What is the smallest angle of given triangle?

Question

Calculate the smallest angle in a triangle with side lengths 7 cm, 8 cm and 9 cm.

A. 35∘ 20′

B. 58∘41′

C. 60∘

D. 48∘19′

do i need Trigonometric ratios table?

Answer 1

The side lengths are roughly the same, so we expect all angles to be somewhat near $\frac \pi3$. We know that the sines are proportional to the sidelengths (sine theorem, $\frac{\sin\alpha}a=\frac{\sin\beta}b=\frac{\sin\gamma}c$), hence the fact that the shortest side is $12.5\%$ smaller (and the longest is $12.5\%$ longer) than the middle side, suggests that the sine of the smallest angle is about $12.5\%$ smaller than the sine of $\frac \pi3$ (similarly, the sine of the largest is about as much larger, and themiddle angle is still about sixty degrees). But at that angle, the slope of sine is $\frac 12$, so we raise to $25\%$ and thus expect an angle about $\frac\pi3-\frac\pi{12}=\frac\pi4=45^\circ$. Honestly, we probably deducted too much, so by simply applying these rule-of-thumb calculations (no calculator, no slide-rule, no trigonometric table), we pick D from the suggested options.
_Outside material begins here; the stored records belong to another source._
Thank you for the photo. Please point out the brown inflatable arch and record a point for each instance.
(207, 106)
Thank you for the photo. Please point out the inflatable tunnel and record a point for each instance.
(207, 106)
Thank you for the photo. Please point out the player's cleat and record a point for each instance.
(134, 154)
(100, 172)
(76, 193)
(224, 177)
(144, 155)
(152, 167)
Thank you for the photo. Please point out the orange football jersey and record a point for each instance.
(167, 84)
Remark: Using a calculator to numerically determine the three angles, we find that they are $$ 48^\circ11'22.9''\qquad 58^\circ24'42.7''\qquad 73^\circ23'54.4''$$ whichjustifies our approximations, but shows an error in the problem statement. Note however that the smallest angles is approximately $48.19^\circ$, which is not the same as the stated $48^\circ19'$.

Answer 2

Note that by the laws of sines we can deduce that the smaller angle is the opposite to $c = 7 cm$ then by the law of cosines

$$c^2 = a^2 + b^2 - 2ab\cos\gamma\implies\cos \gamma=\frac{a^2+b^2-c^2}{2ab}=\frac23\implies \gamma=48.19°$$